Indexing

Contrail’s core job: mirror atproto records into your DB and expose them via XRPC. You describe what to index with a config object; everything else is automatic.

Collection shape

A realistic two-collection example: events and RSVPs. RSVPs point at events via subject.uri; events expose per-status RSVP counts.

collections: {
  event: {
    collection: "community.lexicon.calendar.event", // full NSID
    queryable: {
      mode: {},                          // ?mode=online
      startsAt: { type: "range" },       // ?startsAtMin=...&startsAtMax=...
    },
    searchable: ["name", "description"], // FTS5 / tsvector
    relations: {
      rsvps: {
        collection: "rsvp",              // short name of the child collection
        groupBy: "status",               // field on the child record
        groups: {
          going: "community.lexicon.calendar.rsvp#going",
          interested: "community.lexicon.calendar.rsvp#interested",
        },
      },
    },
  },
  rsvp: {
    collection: "community.lexicon.calendar.rsvp",
    queryable: { status: {} },
    references: {
      event: { collection: "event", field: "subject.uri" }, // RSVP's field → event's URI
    },
  },
}
  • queryable — string equality or range, exposed as query params.
  • searchable — FTS5 on D1/Postgres. Not available on node:sqlite.
  • relations — many-to-one with materialized counts. The event collection gains rsvpsCount, rsvpsGoingCount, rsvpsInterestedCount columns — filter (?rsvpsGoingCountMin=10) and sort (?sort=rsvpsGoingCount) on them. Hydrate inline with ?hydrateRsvps=5.
  • references — forward lookups from child → parent. ?hydrateEvent=true on an RSVP query embeds the referenced event record.

Backfill (historical data)

Run once at setup to pull every record that exists today.

await contrail.backfillAll({ concurrency: 100 }); // discover + backfill, logs progress

Under the hood this is two steps you can call separately if you want finer control:

await contrail.discover();                     // walk relays, register DIDs
await contrail.backfill({ concurrency: 100 }); // fetch history for registered DIDs

backfill() picks up where it left off across runs — safe to re-run.

Workers CLI

For Cloudflare Workers deploys, @atmo-dev/contrail ships a contrail bin that handles the wrangler.getPlatformProxy dance — no script file, no package.json alias needed:

pnpm contrail backfill           # local D1 (wrangler dev's bindings)
pnpm contrail backfill --remote  # production D1

Auto-detects configs at contrail.config.ts, src/contrail.config.ts, src/lib/contrail.config.ts, or app/contrail.config.ts (first match wins). Override with --config <path>. Other flags: --binding <name> (default DB), --concurrency <n> (default 100).

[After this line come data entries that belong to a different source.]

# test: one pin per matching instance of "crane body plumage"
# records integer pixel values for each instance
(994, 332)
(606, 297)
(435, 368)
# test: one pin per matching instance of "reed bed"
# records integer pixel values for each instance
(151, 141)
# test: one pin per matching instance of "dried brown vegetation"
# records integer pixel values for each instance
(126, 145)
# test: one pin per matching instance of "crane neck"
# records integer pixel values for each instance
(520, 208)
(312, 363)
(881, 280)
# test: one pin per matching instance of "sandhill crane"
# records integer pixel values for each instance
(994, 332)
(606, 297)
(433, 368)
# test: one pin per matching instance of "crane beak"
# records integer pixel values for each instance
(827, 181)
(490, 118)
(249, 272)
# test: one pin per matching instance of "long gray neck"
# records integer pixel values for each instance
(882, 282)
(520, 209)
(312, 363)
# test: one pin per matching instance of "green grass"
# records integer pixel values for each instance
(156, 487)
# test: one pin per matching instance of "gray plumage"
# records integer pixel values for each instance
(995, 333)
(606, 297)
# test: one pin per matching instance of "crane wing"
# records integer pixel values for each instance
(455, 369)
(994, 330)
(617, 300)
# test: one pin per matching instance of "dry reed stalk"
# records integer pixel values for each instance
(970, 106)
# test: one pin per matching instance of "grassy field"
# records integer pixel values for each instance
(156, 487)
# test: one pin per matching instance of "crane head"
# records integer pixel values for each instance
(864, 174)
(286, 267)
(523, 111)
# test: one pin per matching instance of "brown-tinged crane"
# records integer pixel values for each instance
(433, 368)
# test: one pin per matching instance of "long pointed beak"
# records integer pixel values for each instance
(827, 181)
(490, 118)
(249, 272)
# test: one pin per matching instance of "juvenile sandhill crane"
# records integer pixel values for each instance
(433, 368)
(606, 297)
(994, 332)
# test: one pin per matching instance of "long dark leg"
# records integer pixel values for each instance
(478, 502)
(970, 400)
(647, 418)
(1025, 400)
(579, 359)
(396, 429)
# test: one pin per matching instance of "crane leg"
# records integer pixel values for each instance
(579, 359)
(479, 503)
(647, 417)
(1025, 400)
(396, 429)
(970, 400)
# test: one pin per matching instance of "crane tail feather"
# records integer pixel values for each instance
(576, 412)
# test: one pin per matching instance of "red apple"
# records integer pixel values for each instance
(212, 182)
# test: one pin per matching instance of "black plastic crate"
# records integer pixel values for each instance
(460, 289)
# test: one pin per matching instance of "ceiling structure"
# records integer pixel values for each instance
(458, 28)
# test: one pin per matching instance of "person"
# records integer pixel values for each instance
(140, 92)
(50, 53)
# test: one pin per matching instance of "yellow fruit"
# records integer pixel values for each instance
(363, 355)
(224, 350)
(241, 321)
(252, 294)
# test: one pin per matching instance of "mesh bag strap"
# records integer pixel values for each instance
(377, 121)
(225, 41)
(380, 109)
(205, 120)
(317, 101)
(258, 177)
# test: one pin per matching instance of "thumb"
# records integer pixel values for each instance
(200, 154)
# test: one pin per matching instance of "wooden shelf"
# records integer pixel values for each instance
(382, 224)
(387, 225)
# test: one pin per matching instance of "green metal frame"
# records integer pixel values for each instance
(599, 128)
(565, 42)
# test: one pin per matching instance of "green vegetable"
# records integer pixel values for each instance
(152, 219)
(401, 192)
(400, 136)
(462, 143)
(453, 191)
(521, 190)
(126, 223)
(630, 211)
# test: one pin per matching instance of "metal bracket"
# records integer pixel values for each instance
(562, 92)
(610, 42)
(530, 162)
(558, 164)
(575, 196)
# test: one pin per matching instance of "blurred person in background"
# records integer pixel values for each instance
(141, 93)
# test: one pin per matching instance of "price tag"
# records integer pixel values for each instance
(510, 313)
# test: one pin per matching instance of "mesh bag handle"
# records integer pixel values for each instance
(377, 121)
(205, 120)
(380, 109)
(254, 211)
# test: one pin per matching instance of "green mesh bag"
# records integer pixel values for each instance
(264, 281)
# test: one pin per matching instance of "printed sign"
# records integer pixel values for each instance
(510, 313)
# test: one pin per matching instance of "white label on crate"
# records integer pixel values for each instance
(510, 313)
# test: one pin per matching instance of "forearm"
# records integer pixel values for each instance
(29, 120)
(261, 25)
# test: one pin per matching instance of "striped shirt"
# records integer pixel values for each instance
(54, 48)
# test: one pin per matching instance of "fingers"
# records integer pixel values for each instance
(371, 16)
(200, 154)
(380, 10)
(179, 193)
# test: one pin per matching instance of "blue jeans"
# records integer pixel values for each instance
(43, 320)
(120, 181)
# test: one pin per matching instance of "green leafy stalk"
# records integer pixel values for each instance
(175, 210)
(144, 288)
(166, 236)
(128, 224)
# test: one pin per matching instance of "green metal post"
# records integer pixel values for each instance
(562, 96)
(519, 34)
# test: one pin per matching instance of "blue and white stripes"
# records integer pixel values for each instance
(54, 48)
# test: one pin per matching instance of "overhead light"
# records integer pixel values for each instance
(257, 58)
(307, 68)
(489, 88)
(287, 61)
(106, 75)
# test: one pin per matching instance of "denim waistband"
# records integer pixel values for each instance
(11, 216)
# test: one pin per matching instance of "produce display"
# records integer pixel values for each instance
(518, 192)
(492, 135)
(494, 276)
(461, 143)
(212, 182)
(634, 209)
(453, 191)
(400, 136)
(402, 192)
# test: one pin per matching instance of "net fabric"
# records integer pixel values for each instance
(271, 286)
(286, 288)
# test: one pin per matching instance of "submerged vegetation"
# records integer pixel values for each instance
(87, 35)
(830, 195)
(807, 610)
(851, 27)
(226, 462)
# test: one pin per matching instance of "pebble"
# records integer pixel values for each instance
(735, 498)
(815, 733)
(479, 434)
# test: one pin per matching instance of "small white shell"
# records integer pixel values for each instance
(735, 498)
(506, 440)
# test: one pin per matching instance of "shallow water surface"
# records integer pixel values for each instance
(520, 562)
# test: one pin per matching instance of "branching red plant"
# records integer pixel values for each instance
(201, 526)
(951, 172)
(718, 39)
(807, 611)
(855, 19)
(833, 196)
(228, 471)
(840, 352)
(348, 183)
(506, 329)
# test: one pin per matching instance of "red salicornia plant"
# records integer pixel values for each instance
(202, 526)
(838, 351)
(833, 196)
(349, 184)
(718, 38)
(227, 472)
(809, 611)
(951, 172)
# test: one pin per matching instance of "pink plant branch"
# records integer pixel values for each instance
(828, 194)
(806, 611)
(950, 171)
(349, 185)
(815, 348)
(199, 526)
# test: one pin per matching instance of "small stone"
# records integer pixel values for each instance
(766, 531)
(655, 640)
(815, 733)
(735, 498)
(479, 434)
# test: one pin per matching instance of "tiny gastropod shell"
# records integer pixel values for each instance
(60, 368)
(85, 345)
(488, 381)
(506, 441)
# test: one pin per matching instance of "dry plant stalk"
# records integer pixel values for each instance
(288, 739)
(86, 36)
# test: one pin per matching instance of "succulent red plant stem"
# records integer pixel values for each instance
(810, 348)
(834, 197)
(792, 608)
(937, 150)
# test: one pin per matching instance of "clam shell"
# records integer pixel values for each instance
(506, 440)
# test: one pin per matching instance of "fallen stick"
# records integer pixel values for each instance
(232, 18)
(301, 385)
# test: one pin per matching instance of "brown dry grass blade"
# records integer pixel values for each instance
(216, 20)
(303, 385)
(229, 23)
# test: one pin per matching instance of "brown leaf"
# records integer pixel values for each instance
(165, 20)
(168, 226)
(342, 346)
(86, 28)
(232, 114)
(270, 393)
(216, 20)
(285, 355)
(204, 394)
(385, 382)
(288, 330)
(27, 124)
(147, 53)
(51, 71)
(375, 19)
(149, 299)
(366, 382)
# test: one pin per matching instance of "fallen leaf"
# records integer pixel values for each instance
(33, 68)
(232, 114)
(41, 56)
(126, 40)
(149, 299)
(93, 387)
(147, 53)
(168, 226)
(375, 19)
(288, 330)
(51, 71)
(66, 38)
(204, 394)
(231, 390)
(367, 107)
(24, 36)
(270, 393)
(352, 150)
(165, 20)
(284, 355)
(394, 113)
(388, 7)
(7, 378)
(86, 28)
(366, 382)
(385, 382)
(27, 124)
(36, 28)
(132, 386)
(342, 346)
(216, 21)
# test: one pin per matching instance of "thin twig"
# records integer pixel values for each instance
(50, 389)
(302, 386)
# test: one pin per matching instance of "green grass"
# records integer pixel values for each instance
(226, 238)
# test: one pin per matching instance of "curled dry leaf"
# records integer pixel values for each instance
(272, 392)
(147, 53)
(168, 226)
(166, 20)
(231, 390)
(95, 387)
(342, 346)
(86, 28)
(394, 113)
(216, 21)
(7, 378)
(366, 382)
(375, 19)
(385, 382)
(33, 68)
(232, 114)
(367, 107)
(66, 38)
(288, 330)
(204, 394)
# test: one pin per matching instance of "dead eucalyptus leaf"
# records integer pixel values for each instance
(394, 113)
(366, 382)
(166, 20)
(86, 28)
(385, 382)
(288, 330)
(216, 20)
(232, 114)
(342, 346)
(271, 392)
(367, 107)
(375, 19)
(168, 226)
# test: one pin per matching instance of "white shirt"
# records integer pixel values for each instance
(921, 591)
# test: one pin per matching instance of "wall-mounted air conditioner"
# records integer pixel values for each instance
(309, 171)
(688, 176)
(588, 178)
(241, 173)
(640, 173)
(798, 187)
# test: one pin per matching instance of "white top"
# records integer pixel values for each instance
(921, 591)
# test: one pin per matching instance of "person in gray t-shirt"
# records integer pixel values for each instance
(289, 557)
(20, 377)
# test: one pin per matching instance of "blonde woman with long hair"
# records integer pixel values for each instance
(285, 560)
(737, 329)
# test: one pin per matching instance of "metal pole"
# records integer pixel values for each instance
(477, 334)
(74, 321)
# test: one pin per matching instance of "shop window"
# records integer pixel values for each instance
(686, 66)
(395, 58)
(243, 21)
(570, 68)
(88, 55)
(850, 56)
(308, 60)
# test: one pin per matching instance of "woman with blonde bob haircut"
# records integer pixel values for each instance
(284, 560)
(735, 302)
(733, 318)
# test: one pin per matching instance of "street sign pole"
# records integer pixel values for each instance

If you’d rather embed backfill inside your own script, @atmo-dev/contrail/workers exports the same logic as a function:

import { backfillAll } from "@atmo-dev/contrail/workers";
import { config } from "../src/contrail.config";

await backfillAll({ config, remote: process.argv.includes("--remote") });

For node/postgres deploys, skip both — you already have a db in hand; just await contrail.backfillAll({}, db) directly.

Ingestion (ongoing new records)

After the initial backfillAll(), keep the index fresh with new records as they’re published. Pick the mode that matches your runtime.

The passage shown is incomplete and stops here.